Pela educação básica do RN

Por Cláudia Santa Rosa

Nos últimos dias tive a oportunidade de colaborar com dois documentos que chegaram aos candidatos ao governo do estado do Rio Grande do Norte: o “Manifesto por um Rio Grande do Norte de Leitores”, do Fórum Potiguar de Escolas Leitoras e a “Carta da Educação”, do Instituto de Desenvolvimento da Educação (IDE). Sobre o primeiro, por meio de assinaturas num Termo de Adesão, educadores e instituições envolvidas esperam compromisso dos governadoráveis com uma política pública a ser fortalecida a partir de 2011. Quanto ao segundo, será suficiente se o (a) eleito (a) fizer o que o IDE sugere na própria Carta: “trate a escola básica pública como se fosse a escola do seu filho!”

Desnecessário, pois, ressaltar a minha convicção sobre a pertinência e viabilidade das propostas do Manifesto e da Carta. Faço coro com as muitas vozes que clamam por atitudes e ações dos gestores públicos para que tenhamos uma escola pública de qualidade para todas as crianças, adolescentes e jovens potiguares, forma mais eficiente de fazer frente aos 19,5% da população composta por analfabetos, conforme revelou a Pesquisa Nacional por Amostragem de Domicílios (PNAD), recentemente publicada pelo IBGE. É, também, com essa escola decente que o Rio Grande do Norte deixará de ocupar as últimas posições, entre os estados brasileiros, quando apurado o Índice de Desenvolvimento da Educação Básica (IDEB).     

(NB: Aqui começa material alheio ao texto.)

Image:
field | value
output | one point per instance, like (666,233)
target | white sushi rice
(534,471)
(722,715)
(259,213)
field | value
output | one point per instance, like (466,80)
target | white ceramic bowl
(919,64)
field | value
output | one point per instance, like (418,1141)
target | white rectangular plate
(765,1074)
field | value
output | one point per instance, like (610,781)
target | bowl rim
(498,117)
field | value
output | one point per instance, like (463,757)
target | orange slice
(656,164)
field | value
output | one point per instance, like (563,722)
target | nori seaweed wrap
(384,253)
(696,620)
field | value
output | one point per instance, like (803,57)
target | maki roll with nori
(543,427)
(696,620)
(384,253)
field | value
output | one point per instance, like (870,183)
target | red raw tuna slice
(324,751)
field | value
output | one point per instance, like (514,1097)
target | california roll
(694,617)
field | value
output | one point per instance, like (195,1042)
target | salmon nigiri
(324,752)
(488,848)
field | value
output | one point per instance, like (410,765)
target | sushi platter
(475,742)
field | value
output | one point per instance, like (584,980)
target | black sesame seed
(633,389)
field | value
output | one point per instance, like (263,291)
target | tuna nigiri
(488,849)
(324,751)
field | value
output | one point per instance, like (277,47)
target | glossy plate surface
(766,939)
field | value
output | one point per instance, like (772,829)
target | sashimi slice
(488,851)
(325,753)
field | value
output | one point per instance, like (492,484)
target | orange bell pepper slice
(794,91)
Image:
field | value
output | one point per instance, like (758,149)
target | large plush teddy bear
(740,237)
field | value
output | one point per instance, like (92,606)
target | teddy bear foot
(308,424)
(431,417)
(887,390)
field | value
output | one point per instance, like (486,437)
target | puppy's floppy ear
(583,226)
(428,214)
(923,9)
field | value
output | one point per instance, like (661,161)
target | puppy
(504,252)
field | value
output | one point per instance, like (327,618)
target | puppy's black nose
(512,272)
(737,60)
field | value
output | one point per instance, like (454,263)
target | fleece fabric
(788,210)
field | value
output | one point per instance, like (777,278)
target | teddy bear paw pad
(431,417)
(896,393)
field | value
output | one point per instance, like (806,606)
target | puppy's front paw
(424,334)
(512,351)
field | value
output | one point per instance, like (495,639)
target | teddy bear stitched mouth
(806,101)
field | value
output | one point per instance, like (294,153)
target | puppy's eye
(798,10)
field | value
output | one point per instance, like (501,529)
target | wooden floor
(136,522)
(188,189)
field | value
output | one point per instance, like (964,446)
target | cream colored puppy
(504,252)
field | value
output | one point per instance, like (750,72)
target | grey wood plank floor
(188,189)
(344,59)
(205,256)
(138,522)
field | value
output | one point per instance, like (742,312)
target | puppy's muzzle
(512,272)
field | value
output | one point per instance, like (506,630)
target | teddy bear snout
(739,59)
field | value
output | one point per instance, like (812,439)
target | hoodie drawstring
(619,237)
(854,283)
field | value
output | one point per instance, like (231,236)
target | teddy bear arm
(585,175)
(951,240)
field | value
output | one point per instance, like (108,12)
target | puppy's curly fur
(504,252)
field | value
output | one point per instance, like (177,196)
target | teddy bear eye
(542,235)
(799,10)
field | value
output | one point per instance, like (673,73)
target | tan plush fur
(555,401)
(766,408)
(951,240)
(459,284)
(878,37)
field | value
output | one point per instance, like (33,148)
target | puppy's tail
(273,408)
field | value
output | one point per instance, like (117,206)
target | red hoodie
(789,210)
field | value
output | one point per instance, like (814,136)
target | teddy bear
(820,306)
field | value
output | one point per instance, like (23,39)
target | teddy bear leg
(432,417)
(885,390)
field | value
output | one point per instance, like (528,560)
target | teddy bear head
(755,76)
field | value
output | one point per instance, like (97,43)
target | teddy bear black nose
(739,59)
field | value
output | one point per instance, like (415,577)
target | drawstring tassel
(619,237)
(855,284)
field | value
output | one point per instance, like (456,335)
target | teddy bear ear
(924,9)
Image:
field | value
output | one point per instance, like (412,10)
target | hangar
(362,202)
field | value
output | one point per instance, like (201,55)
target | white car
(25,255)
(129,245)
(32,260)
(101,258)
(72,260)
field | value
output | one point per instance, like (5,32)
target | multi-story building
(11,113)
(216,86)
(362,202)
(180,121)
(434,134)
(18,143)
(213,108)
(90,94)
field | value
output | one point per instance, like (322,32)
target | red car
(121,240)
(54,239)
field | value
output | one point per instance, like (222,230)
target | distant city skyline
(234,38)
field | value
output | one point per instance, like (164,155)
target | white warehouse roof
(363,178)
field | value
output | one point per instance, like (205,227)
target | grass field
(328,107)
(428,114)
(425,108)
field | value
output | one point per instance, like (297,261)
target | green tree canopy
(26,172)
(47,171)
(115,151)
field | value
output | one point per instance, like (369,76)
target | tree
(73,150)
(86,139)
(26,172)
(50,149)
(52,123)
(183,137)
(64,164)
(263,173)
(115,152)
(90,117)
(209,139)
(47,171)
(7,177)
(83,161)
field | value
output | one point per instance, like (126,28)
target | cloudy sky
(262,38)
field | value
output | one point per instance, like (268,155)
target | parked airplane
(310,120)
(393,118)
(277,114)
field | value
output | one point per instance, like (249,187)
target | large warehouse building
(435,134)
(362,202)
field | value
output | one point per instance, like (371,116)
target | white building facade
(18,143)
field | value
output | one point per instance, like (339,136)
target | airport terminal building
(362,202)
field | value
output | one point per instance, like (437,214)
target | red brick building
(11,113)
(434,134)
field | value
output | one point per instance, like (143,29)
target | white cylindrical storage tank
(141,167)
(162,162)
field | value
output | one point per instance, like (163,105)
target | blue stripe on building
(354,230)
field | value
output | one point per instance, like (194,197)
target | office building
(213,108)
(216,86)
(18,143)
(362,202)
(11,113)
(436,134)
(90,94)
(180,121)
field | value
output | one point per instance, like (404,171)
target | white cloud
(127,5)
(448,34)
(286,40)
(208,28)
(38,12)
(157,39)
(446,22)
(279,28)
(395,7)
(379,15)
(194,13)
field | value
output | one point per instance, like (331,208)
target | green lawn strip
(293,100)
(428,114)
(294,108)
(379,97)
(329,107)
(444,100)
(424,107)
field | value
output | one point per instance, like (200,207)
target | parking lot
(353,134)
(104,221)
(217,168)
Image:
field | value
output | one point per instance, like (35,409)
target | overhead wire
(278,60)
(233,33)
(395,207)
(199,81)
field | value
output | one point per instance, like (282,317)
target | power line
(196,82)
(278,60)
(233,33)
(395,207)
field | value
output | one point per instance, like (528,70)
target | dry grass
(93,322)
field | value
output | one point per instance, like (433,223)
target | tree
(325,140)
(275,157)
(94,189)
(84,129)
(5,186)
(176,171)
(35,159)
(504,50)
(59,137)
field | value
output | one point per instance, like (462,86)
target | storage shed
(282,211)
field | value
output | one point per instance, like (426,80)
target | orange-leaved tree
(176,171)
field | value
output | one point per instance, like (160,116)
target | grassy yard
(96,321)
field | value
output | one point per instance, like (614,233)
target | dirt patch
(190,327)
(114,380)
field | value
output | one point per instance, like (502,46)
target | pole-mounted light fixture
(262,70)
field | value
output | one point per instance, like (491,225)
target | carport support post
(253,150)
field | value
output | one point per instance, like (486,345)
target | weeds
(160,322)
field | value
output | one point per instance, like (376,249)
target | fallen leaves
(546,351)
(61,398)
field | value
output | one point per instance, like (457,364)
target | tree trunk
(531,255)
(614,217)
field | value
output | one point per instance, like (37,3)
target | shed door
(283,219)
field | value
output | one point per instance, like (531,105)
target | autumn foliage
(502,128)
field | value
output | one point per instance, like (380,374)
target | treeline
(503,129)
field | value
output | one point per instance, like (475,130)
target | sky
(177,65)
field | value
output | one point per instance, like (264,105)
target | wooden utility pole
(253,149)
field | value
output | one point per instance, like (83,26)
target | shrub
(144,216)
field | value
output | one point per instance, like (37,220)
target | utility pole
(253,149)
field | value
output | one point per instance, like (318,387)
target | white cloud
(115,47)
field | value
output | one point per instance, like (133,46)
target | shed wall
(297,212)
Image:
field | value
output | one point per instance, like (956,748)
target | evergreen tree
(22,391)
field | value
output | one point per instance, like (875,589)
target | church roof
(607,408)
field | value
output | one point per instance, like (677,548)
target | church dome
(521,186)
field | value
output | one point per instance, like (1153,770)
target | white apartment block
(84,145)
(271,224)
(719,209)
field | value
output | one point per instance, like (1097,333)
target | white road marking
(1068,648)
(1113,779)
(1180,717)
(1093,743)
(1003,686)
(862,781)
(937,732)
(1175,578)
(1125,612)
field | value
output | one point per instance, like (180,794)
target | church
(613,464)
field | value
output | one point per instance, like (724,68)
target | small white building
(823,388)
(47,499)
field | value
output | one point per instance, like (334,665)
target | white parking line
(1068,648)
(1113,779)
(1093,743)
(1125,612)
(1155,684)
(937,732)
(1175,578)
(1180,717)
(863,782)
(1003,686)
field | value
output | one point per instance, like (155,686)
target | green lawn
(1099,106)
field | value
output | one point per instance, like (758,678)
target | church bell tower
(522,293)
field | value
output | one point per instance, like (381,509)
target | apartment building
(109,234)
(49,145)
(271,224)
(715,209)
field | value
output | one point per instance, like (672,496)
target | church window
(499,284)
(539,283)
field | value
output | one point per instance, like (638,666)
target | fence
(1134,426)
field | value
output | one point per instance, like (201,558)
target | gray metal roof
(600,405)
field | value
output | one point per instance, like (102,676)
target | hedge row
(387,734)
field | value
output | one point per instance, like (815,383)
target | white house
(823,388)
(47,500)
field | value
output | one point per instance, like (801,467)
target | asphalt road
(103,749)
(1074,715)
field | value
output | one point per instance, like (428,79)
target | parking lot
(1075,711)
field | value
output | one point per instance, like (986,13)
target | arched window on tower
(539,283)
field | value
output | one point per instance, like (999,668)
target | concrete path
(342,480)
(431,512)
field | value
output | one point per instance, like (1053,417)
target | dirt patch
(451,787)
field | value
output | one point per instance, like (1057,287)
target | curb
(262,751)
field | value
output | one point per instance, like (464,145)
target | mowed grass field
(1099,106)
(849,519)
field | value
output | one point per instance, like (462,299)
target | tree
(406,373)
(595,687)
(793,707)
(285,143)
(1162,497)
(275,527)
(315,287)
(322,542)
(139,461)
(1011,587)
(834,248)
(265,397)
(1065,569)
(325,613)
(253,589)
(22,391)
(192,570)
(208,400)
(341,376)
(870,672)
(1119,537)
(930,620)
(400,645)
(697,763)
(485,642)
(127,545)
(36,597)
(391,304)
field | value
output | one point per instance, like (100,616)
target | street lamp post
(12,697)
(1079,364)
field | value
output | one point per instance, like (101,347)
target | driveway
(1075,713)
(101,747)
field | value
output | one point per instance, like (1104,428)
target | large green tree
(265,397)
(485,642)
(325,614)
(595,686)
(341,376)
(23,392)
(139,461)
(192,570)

Não se promove educação de qualidade com discursos ou programas eventuais. Felizmente uma parte da população já compreendeu que são necessárias políticas de estado, ações continuadas e, portanto, duradouras. Tem sido recorrente receber muitos e-mails de pessoas desencantadas com a escola pública. Porém, gosto mesmo é de receber, ler e responder aqueles de educadores inquietos, diante da necessidade de transformar a escola e o tratamento que a ela é dispensado pelo poder público. O último que acabo de ler confirma uma certeza: sempre há esperança. Por isso mesmo, resolvi partilhá-lo neste texto, resguardando a fonte, mas mantendo os destaques da autora. Vejamos:

“Cara Cláudia, sou Acariense, professora da Rede Pública Municipal (Parnamirim e Natal); no momento estou coordenadora, resido em Parnamirim. Gosto muito do que faço e, sobretudo, acredito na promoção da LEITURA LITERÁRIA como o CAMINHO para uma EDUCAÇÃO de QUALIDADE. Estou participando do Projeto Escola de Leitores, pela Escola Municipal (…), em Natal. Através desse projeto, tive o prazer de estar presente nos dois últimos Fóruns de Leitura, realizados na Assembleia Legislativa; e agora, no 4º Seminário Potiguar Prazer em Ler. Contudo, gostaria de parabenizá-la pelo empenho, o desejo e a garra que tem demonstrado nessa luta por um RN de leitores. Talvez, não imagine os prazeres proporcionados a todos, e a cada um, naqueles dois dias de seminário. Particularmente, fiquei encantada com as experiências literárias vivenciadas nas nossas escolas, com os depoimentos dos (as) escritores (as) visitantes e, em especial, com as nossas escritoras. É incrível, como a palavra (escrita ou oral) tem poder! Viajei no tempo, ouvindo as palavras da Profª Salizete Freire; revivendo, por alguns instantes, a minha infância no interior (Acari). Me senti, meio que, hipnotizada com a leitura das poesias de Marize de Castro e, comovida pela sua emoção incontida, na dor e na delícia de escrever. Enfim, gostaria também de deixar aqui, o meu pensamento a respeito dessa luta pela formação de leitores: ‘Há uma necessidade imensa de implementação de políticas públicas de leitura no RN, não só no âmbito escolar, mas em todos os espaços sociais. E o primeiro deles, é a família!’ Saudações literárias, J S.” A professora J S sabe bem o que diz, pois é leitora e fala do lugar de quem conhece bem a escola, de quem sabe o poder que tem a leitura. Seu depoimento me realimenta. É preciso, sim, formarmos leitores hoje, embalados pela certeza de um futuro com famílias leitoras, num estado leitor. Cara J S, faço minhas as palavras do educador francês Célestin Freinet (1896-1966): “agora já não estamos sós!”